Я только знала, что темнота сжимается, как ладонь, готовая нас всех раздавить. В воздухе повисала тяжесть, как перед грозой, но еще хуже и теснее, и в ней невыносимо было продохнуть. Что-то плохое надвигалось на нас, и это плохое было связано с темнотой. Уговорить доктора Эванса, что его пациенты мертвы, я не смогла, но моя настойчивость, очевидно, оказалась убедительной, потому что он разрешил двум полисменам, уже дежурящим в больнице, нести вахту в палате, а не снаружи. Присутствие копов в палате подтверждала только шляпа на стуле в холле.
Я хотела и сама войти в палату, но пока меня облачили бы в халат и маску, настала бы уже полная темнота. Она уже звенела рядом, как натянутая струна. Так что я осталась в холле, притворяясь, что это вполне меня устраивает, поскольку ничего другого сделать было нельзя.
Ригби и Бернардо как новичкам прочли стандартную лекцию о том, что в кислородной атмосфере стрелять нельзя. Худо будет, хотя обойдется без взрыва, а я-то этого вначале не знала. Будет вспышка огня – всем вспышкам вспышка, и она превратит палату в нижний круг ада на те секунды, что кислород будет пожирать все горючие предметы. Но взрыва с дождем стекла и штукатурки не произойдет – ничего такого театрального, просто смертельно.
Ригби спросил:
– А если они попытаются нас сожрать, то что нам делать? Отплевываться от них?
– Не знаю, – ответил Эванс. – Я могу только сказать, чего не делать. Не стрелять в кислородной атмосфере.

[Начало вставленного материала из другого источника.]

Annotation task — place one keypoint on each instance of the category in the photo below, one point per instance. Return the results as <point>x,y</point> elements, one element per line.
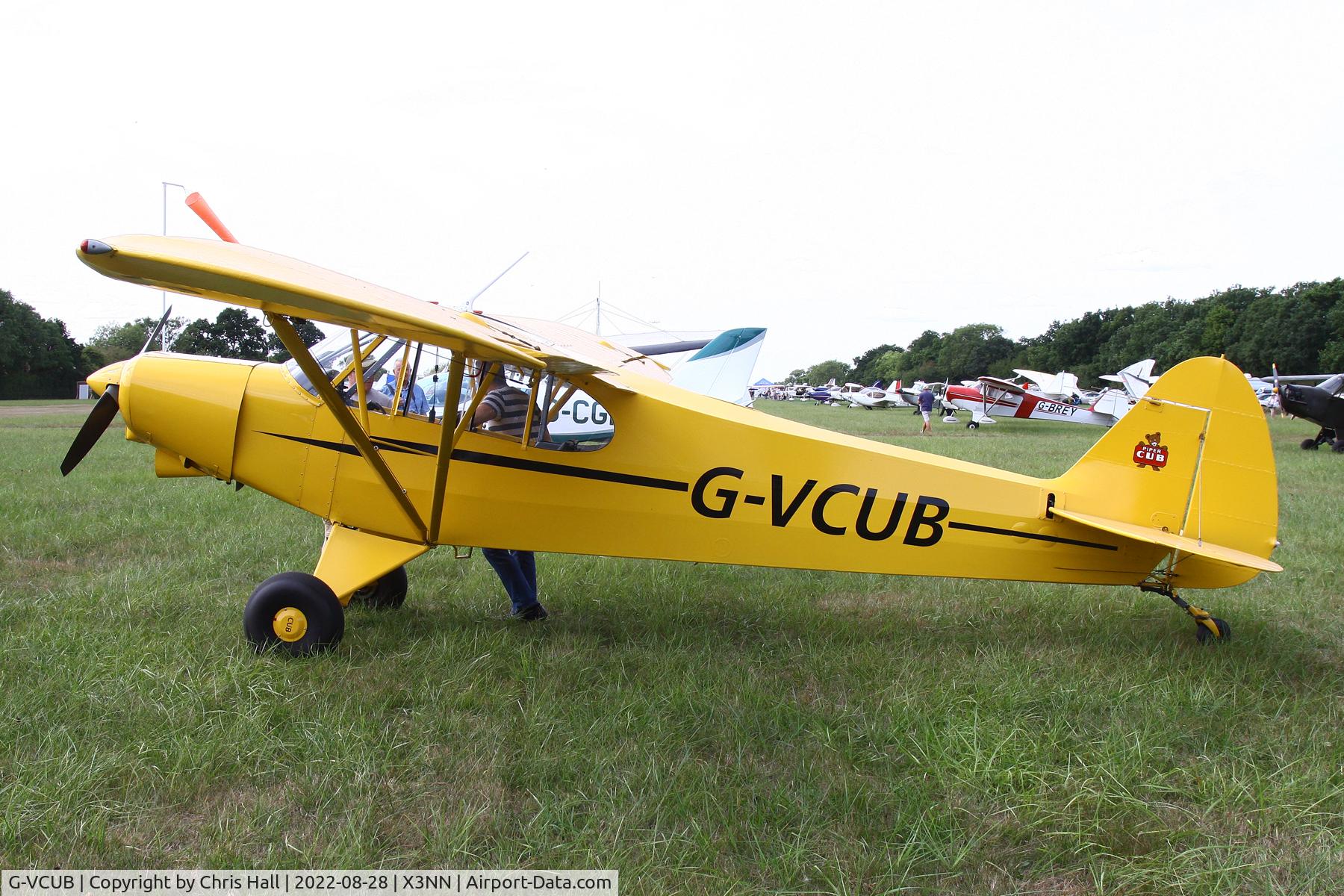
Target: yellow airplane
<point>1180,494</point>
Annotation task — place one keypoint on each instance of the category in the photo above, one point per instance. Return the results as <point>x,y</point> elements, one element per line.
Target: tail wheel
<point>388,593</point>
<point>295,613</point>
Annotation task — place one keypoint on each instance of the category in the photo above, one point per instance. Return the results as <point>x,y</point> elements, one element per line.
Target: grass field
<point>703,729</point>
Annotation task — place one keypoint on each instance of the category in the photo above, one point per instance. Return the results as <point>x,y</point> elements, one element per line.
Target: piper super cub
<point>1179,494</point>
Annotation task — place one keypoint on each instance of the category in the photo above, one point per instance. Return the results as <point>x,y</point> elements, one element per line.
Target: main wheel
<point>1204,635</point>
<point>388,593</point>
<point>296,613</point>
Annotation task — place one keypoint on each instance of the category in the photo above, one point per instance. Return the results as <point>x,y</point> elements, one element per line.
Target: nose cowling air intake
<point>179,403</point>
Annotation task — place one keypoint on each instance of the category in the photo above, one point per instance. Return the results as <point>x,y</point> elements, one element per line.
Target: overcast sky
<point>844,173</point>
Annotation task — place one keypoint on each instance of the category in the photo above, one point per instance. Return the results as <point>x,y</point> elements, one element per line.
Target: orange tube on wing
<point>198,205</point>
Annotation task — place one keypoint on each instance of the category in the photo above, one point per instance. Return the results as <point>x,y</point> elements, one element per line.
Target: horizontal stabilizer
<point>1171,541</point>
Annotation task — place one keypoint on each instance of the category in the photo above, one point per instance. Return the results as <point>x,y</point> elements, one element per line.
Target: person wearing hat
<point>413,396</point>
<point>504,410</point>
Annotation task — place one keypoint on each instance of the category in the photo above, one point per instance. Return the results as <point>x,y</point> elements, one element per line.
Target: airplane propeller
<point>102,414</point>
<point>94,426</point>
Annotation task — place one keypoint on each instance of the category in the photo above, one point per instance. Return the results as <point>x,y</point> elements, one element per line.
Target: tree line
<point>40,358</point>
<point>1300,328</point>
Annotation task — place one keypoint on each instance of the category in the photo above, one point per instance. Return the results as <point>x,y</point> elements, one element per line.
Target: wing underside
<point>279,285</point>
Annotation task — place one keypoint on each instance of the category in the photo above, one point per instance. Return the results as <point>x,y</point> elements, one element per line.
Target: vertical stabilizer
<point>1191,458</point>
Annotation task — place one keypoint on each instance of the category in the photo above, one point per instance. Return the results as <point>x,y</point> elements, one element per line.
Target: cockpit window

Бернардо вытащил откуда-то нож. К ботинку он не нагибался, значит, у него был и другой нож, который не заметил в баре вервольф. Он поднял нож к свету, поиграл бликом.
– Резать будем.
Темнота пала свинцовым занавесом, у меня в голове отдался лязг, как раскат грома. Я ждала, что сейчас распахнется дверь палаты, раздастся вопль. Но ничего не случилось. И давление, нараставшее часами, вдруг исчезло. Будто кто-то взял и проглотил его. Вдруг оказалось, что я стою в холле, и мне лучше, легче. Этой перемены я не поняла, а я не люблю того, чего не понимаю.
Несколько натянутых мгновений все мы ждали, потом я не смогла выдержать. Выпустив нож и придерживая его в ладони, я пошла к двери. Она распахнулась, и я отпрыгнула. Тот медбрат, с которым я сегодня говорила, нерешительно застыл на пороге, глядя на обнаженный клинок у меня в руке.